SUSAN NEUMAN: It’s extraordinarily important. They have to feel comfortable, but they also have to like it. They have to understand things from an understanding of not only the topic itself, such as math, but how children learns about that topic.

CAT WISE: That was apparent at this professional development class sponsored by Boston Public Schools, where pre-K teacher Stephanie Kudria-Shova was learning how to teach the Building Blocks curriculum.

What is your own relationship with math? How do you view math?

STEPHANIE KUDRIA-SHOVA, Teacher, Boston Public Schools: Honestly, I hate math. My instructors would say, Stephanie, don’t say that.

I have been working really hard not to be math-phobic, and coming to workshops like Building Blocks has helped me as an adult.

CAT WISE: Do you think back on your own childhood, and your own education about math, and think, gosh, I wish I had learned this?

STEPHANIE KUDRIA-SHOVA: I wish all the time. And, today, you know, I actually at one point started getting nervous, and sweating, because they gave us something to do, and I was like, oh, no.

CAT WISE: You often hear about fads in education. School districts will be rah-rah, spend a lot of money implementing these curriculums, and then they fade out, for whatever reason. Is that a possibility here?

DOUG CLEMENTS: Yes, it’s true, curriculum come and go.

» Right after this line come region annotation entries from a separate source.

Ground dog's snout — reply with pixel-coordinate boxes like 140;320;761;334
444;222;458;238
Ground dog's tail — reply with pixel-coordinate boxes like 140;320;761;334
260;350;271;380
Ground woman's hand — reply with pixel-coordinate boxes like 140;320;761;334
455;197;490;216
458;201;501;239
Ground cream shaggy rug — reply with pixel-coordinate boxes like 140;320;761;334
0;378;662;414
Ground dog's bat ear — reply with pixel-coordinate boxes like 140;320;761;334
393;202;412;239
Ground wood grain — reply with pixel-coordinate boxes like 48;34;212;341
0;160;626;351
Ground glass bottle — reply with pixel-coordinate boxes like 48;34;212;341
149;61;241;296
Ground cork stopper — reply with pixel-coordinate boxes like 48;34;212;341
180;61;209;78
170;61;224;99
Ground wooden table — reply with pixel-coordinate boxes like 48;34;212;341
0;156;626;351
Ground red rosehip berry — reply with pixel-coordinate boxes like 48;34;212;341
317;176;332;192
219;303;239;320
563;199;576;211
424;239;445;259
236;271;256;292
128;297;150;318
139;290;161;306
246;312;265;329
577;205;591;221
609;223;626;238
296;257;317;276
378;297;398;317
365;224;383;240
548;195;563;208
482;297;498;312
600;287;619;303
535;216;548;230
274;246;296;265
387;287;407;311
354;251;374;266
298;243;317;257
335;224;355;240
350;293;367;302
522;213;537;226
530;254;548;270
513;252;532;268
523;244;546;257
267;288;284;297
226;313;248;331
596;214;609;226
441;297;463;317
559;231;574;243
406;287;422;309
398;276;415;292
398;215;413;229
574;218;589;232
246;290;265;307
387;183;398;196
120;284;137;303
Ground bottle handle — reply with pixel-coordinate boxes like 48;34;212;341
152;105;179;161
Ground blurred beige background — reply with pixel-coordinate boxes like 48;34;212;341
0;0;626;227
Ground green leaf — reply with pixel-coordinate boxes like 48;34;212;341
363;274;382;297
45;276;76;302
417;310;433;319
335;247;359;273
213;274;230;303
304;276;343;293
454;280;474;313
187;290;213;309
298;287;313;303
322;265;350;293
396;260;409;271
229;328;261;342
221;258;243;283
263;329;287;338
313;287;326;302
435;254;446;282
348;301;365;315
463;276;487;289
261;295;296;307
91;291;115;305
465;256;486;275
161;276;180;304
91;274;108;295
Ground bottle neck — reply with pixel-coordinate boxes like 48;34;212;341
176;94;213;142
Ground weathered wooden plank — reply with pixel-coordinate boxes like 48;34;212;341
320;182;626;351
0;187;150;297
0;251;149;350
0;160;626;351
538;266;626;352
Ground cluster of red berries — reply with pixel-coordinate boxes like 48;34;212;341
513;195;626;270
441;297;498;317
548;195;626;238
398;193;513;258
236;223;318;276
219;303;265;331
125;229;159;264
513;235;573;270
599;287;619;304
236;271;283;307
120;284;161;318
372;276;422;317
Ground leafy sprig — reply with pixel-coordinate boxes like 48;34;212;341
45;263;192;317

Well, we have got to get away from jumping on the bandwagon, and then jumping on a new bandwagon.

Curriculum may go, but the understandings, the scientific research based understanding of how kids learn and how you can best support that learning should stay.

CAT WISE: Education experts are now waiting for new research, expected later this year, on the lasting impacts of early math instruction.

In Boston, I’m Cat Wise for the “PBS NewsHour.”